Entre chaque barreau, les mains cadavériques se tendaient désespérément vers moi telles des bêtes sauvages devant leur unique repas. Les déterrés furent bientôt si nombreux que toute lumière disparut. Leurs corps se grimpaient les uns sur les autres, avides de m’attraper pour me déchiqueter de leurs ongles. Les articulations de leurs bras craquaient, se déchiraient, pour augmenter leur longueur et parvenir jusqu’à moi. Je m’accroupis. L’odeur qui exhalait de cette foule morbide me donna la nausée.

Dans le noir, à quelques centimètres de leurs ongles, je me recroquevillai sur moi-même, les genoux collés contre ma poitrine, les mains sur les oreilles pour me protéger de leurs râles et de leurs sifflements insupportables.

« Arrêtez ! Arrêtez ! » m’époumonai-je.

Puis, au niveau de la porte, la masse de cadavres se décala pour laisser passer quelque chose qui marchait accroupi. La créature empoigna les barreaux. Ce n’était pas un déterré. Ni un être humain. Juste un monticule d’herbes et de poils, surplombé d’un crâne de cerf en guise de tête. Ses yeux s’illuminèrent en jaune. Elle tendit sa main vers moi. Je fus surprise de voir une main d’enfant, sans griffes ni ongles pourris.

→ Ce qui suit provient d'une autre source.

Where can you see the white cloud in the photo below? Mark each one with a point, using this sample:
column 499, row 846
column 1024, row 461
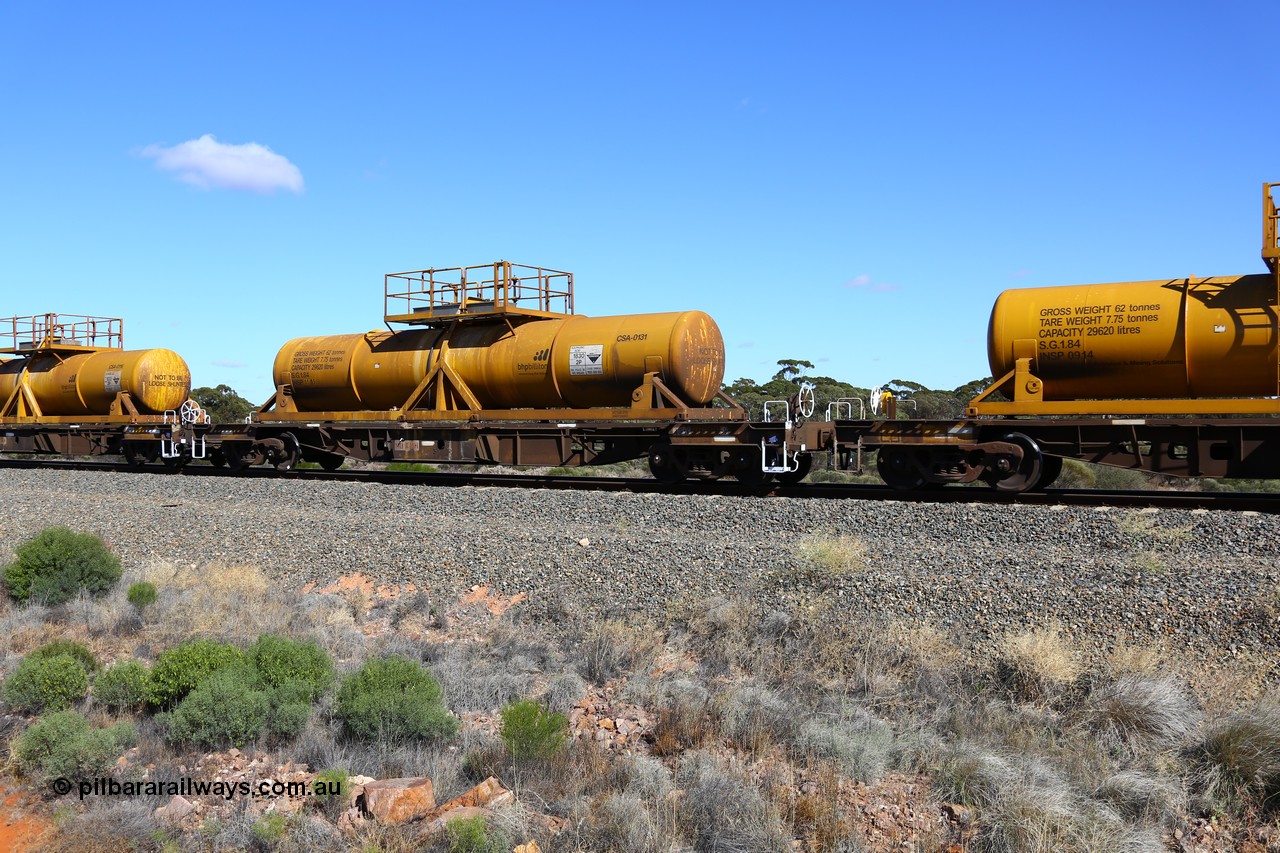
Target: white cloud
column 210, row 164
column 864, row 283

Ce n’était qu’une petite main boueuse qui m’intimait de la prendre.

Elle tourna la tête de chaque côté comme un animal curieux, sans cesser d’agiter sa main. Elle se colla contre la cage, puis leva la tête. De longs cheveux noirs, sales et grouillants d’insectes, tombèrent au sol.

Je fermai les yeux et m’enroulai un peu plus sur moi-même. Je ne savais pas qui était cet être, mais je n’avais aucune envie de le savoir.

« Bête, bête comme les autres… », dit-elle d’une voix déformée en se retirant.